Aha, I see. So the prefix pages are some special memory?

No, it is regular memory. The CPU has a special "prefix register". If
that is set to an address not equal to zero all memory accesses to the
first two pages will be transparently redirected to the 8k memory area
specified with that register.

E.g. the prefix register contains the value 0x10000. If then a memory
access to address 0x400 happens the CPU will transparently turn that
into a memory access to address 0x10400. Or in other words, that is a
small per cpu memory area mechanism provided by the architecture.

Got it.

11a8e6: c0 30 00 d0 c5 0d larl %r3,1b33300
11a8ec: b9 04 00 43 lgr %r4,%r3
11a8f0: eb 00 43 c0 00 52 mviy 960,4
11a8f6: e3 40 03 b8 00 08 ag %r4,952
11a8fc: eb 52 40 00 00 e8 laag %r5,%r2,0(%r4)
11a902: eb 00 03 c0 00 52 mviy 960,0
11a908: b9 08 00 25 agr %r2,%r5
11a90c 07 fe br %r14

...

11a920 loads 0 to the register to mark the percpu code section end, this is
not needed with percpu page table.

I guess you meant 11a902. But yes, this marks the end of the percpu code
section. Just that this is not a register, but a memory location where is
written to.

So both mviy instructions actually do memory store?

Yes.

It sounds a little bit hacky to me TBH and incur some extra overhead for
"migration detection" and fixup.

Sure, it is hacky, and the small overhead part is of course true.
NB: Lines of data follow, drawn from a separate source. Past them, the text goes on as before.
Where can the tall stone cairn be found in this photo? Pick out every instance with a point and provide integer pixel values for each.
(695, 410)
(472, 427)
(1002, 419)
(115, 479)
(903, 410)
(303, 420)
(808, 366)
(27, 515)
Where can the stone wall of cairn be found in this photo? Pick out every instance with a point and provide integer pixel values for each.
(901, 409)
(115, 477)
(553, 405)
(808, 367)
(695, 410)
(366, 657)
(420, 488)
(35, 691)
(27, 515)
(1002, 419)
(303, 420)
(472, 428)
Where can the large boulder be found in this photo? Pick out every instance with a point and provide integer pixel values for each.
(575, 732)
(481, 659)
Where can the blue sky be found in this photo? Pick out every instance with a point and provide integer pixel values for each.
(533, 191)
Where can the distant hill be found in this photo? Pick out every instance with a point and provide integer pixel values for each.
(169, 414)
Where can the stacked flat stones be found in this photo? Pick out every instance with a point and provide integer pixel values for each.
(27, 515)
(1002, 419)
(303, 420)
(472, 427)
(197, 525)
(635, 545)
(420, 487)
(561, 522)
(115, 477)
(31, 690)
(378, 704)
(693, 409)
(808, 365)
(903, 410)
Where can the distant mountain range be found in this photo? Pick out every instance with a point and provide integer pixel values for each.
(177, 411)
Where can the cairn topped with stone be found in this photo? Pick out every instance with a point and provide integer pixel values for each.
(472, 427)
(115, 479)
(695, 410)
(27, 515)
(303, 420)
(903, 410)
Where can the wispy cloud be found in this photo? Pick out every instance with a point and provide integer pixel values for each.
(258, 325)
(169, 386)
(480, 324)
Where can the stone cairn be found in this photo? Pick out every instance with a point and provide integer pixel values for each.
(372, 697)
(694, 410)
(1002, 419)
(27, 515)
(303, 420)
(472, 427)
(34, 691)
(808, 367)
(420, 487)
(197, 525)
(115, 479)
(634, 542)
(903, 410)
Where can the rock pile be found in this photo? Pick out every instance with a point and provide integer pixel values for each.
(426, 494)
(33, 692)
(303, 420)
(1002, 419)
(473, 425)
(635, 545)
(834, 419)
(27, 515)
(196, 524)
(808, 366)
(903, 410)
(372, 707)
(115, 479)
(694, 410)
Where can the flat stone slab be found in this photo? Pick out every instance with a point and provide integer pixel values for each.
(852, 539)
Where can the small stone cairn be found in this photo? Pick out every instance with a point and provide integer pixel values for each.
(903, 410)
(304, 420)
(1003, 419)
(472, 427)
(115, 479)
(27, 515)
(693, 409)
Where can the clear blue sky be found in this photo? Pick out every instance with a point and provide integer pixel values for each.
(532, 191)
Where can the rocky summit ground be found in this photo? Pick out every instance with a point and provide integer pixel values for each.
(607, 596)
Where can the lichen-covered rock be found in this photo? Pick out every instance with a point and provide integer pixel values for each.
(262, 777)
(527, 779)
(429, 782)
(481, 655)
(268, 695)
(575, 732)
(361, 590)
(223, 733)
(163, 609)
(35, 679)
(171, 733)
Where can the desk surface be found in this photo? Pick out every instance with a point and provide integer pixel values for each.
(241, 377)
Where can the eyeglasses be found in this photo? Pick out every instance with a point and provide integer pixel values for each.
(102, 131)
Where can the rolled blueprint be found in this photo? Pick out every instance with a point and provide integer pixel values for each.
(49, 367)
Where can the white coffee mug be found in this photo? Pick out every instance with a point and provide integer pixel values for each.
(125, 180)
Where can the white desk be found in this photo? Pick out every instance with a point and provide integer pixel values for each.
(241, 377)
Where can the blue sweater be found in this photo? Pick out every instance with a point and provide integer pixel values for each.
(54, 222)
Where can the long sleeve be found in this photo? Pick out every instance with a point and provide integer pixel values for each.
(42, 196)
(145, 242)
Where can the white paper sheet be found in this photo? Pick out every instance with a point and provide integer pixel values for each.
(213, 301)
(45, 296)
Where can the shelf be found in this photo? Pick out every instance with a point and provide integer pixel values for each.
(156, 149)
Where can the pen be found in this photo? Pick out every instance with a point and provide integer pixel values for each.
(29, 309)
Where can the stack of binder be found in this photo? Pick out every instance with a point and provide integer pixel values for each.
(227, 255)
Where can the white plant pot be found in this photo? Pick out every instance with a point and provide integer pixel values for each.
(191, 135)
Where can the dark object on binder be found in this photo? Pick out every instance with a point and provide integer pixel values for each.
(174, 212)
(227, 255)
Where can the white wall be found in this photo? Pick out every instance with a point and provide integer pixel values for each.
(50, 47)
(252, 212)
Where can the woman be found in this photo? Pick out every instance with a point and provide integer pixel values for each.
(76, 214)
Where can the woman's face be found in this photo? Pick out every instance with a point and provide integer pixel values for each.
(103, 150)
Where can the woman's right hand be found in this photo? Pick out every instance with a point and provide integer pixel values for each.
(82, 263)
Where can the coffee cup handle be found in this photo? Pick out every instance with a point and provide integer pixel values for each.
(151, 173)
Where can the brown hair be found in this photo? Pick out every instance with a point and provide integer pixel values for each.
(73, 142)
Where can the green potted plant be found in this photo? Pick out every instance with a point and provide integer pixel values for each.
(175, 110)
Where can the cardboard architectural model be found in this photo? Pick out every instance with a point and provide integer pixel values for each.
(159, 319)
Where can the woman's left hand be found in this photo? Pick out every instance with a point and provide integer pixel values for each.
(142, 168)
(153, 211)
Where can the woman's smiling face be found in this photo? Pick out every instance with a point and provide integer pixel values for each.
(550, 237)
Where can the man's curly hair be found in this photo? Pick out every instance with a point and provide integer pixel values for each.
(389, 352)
Compared to the percpu page table proposal the two mviy instructions above
would go away, as well as the extra interrupt/exception overhead. Besides
that your proposal is way less hacky.

It would be great if we can compare the performance number for the two
approaches. rseq has been discussed for ARM64, but it seems too expensive
and just move the overhead to somewhere else.

I tried to implement the proposed rseq/kseq, but the required inline
assemblies resulted in code which was larger than what we have now for
s390.

Also with the current proposal I only did some quick micro benchmarks,
which resulted in 0-1% improvement, which is in the expected range.

It is amazing to see the performance improvements you see on arm64, however
I believe that is mainly because of the large amount of code which is
generated by the arm64 implementations of the preempt primitives
__preempt_count_add() and __preempt_count_dec_and_test().

Yes, we need 4 instructions on ARM64 for disabling/enabling preempt (one instruction is used to load current pointer, the other 3 instructions are used to RMW preempt_count). So I can remove 8 instructions in total for a single this_cpu ops. That's a lot. Given this_cpu ops are heavily used in kernel, we end up running fewer instructions and having better icache hit rate, the better icache hit rate also helps reduce cross node traffic for 2-socket system.

That's a big difference to s390: for both primitives the result is a single
instruction.

Yeah, I see. S390 should have the similar benefits theoretically, but may not have that significant gains.

Thanks,
Yang